Homooligomerization of ABCA3 and its functional significance.

ABCA3 is a surfactant lipid transporter in the limiting membrane of lamellar bodies in alveolar type II cells. Mutations in the ATP-binding cassette, sub-family A (ABC1), member 3 (ABCA3) gene cause respiratory distress syndrome in newborns, and chronic interstitial lung disease in children and adults. ABCA3 belongs to the class of full ABC transporters, which are supposed to be functional in their monomeric forms. Although other family members e.g., ABCA1 and ABCC7 have been shown to function as oligomers, the oligomerization state of ABCA3 is unknown. In the present study, the oligomerization of ABCA3 was investigated in cell lysates and crude membrane preparations from transiently and stably transfected 293 cells using blue native PAGE (BN-PAGE), gel filtration and co-immunoprecipitation. Additionally, homooligomerization was examined in vivo in cells using bioluminescence resonance energy transfer (BRET). Using BN-PAGE and gel filtration, we demonstrate that non-denatured ABCA3 exists in different oligomeric forms, with monomers (45%) and tetramers (30%) being the most abundant forms. Furthermore, we also show the existence of 20% dimers and 5% trimers. BRET analyses verified intermolecular interactions in vivo. Our results also demonstrated that the arrest of ABCA3 in the endoplasmic reticulum (ER), either through drug treatment or induced by mutations in ABCA3, inhibited the propensity of the protein to form dimers. Based on our results, we suggest that transporter oligomerization is crucial for ABCA3 function and that a disruption of oligomerization due to mutations represents a novel pathomechanism in ABCA3-associated lung disease.

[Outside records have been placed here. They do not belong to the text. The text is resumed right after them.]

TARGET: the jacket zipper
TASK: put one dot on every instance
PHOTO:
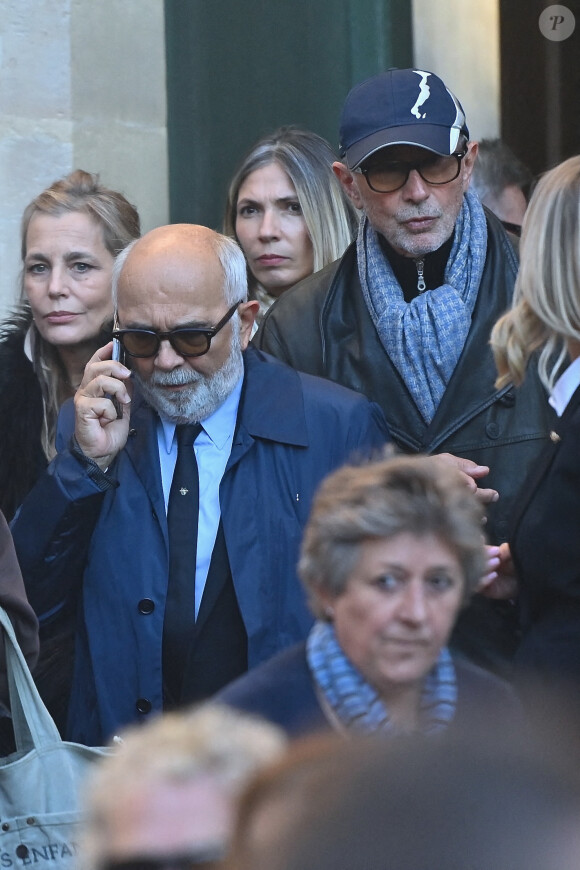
(421, 286)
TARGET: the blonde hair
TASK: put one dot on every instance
(180, 747)
(307, 159)
(79, 191)
(545, 313)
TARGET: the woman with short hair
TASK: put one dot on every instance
(288, 211)
(391, 552)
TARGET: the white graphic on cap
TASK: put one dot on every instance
(424, 93)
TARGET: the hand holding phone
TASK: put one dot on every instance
(118, 355)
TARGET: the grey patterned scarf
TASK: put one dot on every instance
(357, 705)
(424, 338)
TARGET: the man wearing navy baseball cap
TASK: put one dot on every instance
(405, 315)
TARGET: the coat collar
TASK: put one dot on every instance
(272, 403)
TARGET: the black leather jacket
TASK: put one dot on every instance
(322, 326)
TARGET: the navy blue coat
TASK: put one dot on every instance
(111, 549)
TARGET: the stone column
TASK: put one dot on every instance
(82, 84)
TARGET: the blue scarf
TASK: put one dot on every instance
(424, 338)
(357, 705)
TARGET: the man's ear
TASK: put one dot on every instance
(348, 181)
(247, 312)
(468, 163)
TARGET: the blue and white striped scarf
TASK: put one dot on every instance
(357, 705)
(424, 338)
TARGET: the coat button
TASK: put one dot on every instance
(508, 399)
(146, 606)
(143, 705)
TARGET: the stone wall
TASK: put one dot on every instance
(460, 42)
(82, 84)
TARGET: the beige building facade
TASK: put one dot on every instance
(82, 84)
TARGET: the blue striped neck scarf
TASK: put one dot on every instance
(357, 705)
(424, 338)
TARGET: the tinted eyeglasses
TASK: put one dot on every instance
(186, 341)
(386, 176)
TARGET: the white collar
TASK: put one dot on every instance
(565, 387)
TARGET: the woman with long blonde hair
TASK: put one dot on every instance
(545, 322)
(70, 236)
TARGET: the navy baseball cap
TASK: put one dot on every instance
(400, 107)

The surfactant lipid transporter ABCA3 is N-terminally cleaved inside LAMP3-positive vesicles.

ABCA3 mutations cause fatal surfactant deficiency and interstitial lung disease. ABCA3 protein is a lipid transporter indispensible for surfactant biogenesis and storage in lamellar bodies (LB). The protein folds in endoplasmic reticulum and is glycosylated in Golgi en route to the membrane of mature LB and their precursor multivesicular bodies (MVB). In immunoblots, C-terminally labeled ABCA3 appears as two protein bands of 150 and 190 kDa. Using N- and C-terminal protein tags and hindering ABCA3 processing we show that the 150 kDa protein represents the mature ABCA3 whose N-terminus is cleaved by a cysteine protease inside MVB/LB.